Вторая: Дружок! я тебя не узнаю, еще сегодня храбрый воин, и вдруг – паяц!

Хлопец: Тоже, художник на шашке! Знаем вашего брата! продувная братия.

– А что? Я учился живописи. Не закрашивать же мне губы, я ведь не женщина. Они у вас бледные, как земля, а теперь горят, как огонь. Ну, а мы целуемся шашками. Цокаемся. Ловкие, сердитые поцелуи на морозе. Я не скрываю, что это краска, а не кровь.

– Дружок, а про расстрелы, может быть, тоже живопись на лезвие молчания? – Она наклонилась к нему и, обняв его голову руками, захохотала. – Так вот ты кто? Трудится, как художник, на лезвие шашки головки выводит золотоволосые. Ах ты, миляга, миляга! Сердечная душа.

– Воображаю ночную темноту, и два всадника целуются шашками. Ночь молчит. Какая дуся! Какая дуся! Кругом трава выше человека.

– Не верите, как хотите. Это в порядке вещей. Вы, женщины, красите себе губы, а я свою шашку, что тут неестественного? Ну, довольно.
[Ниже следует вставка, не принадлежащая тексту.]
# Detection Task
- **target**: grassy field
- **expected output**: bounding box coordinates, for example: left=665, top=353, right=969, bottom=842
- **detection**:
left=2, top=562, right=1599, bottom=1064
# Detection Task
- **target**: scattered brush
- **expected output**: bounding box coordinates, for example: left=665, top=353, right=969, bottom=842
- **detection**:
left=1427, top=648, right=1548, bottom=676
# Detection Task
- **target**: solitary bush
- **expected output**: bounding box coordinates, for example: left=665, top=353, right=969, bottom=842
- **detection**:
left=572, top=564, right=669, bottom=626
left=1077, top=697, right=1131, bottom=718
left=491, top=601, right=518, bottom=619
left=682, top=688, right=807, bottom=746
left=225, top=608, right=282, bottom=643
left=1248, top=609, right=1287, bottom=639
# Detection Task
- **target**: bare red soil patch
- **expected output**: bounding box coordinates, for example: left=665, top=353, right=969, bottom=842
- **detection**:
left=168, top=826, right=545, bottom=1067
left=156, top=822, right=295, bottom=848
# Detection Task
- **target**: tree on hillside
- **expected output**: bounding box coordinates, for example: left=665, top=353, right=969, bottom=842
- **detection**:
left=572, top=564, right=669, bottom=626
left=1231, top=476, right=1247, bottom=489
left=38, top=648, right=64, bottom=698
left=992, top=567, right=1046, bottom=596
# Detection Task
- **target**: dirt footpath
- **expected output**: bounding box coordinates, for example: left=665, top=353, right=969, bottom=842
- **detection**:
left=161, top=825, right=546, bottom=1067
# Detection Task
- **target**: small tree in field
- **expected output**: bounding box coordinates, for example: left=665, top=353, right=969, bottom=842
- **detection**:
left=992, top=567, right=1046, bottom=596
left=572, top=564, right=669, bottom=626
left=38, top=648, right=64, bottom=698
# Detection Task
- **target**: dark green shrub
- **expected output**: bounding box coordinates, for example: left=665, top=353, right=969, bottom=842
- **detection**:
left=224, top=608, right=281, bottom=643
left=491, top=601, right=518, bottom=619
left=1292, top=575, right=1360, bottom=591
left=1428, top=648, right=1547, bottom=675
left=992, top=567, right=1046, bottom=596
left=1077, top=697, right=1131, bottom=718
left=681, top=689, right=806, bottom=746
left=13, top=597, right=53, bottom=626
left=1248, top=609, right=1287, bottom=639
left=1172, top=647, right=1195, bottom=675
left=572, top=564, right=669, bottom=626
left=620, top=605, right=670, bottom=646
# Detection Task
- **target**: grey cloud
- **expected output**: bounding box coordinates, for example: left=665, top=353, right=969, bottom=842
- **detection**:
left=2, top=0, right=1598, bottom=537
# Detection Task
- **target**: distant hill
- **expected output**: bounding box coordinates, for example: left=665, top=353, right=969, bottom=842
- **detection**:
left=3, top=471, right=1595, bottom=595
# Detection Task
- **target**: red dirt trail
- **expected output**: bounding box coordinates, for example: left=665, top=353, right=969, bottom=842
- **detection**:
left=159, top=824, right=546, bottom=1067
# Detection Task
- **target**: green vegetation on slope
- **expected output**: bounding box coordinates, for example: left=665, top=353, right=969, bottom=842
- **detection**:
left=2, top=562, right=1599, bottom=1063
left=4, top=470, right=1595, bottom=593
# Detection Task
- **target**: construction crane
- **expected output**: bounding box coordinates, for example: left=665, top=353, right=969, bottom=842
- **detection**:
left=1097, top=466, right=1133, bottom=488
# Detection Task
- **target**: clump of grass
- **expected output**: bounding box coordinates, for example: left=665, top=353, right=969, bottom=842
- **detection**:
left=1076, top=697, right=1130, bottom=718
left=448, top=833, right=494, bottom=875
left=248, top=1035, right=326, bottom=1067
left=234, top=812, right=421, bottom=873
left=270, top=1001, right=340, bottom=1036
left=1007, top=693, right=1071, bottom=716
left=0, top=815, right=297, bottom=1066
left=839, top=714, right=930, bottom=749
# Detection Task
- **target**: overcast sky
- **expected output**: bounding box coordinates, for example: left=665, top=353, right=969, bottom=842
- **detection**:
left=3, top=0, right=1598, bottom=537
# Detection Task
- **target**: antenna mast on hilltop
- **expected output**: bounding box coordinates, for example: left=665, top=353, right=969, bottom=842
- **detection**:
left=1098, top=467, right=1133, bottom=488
Он туго затянул голову платком и надел череп, поддерживая рукой. Его дикие скачки слепого, во все стороны, разогнали всех и заставили жаться в угол. Страшные жмурки! Высокая дикая тень, размахивая руками и с бледным черепом, металась по крыльцу и вдруг разразилась неожиданным крепким гопаком, так что тряслись половицы. Он сбросил жупан на землю и был страшен, в голубой шелковой рубашке, дико расставляя ноги, размахивая костлявыми руками.

Этим воспользовались братья и, будучи дюжими ребятами, схватив воина за ноги и за руки, немедля вынесли в сад. Волны мужского хохота доносились оттуда. «Охо-хо-х! – задыхался один, – охо-хо-х!» – задыхался от смеха другой. Все тонули в сумерках. «Кузнечик, кузнечик, – неслось оттуда, – настоящий кузнечик!».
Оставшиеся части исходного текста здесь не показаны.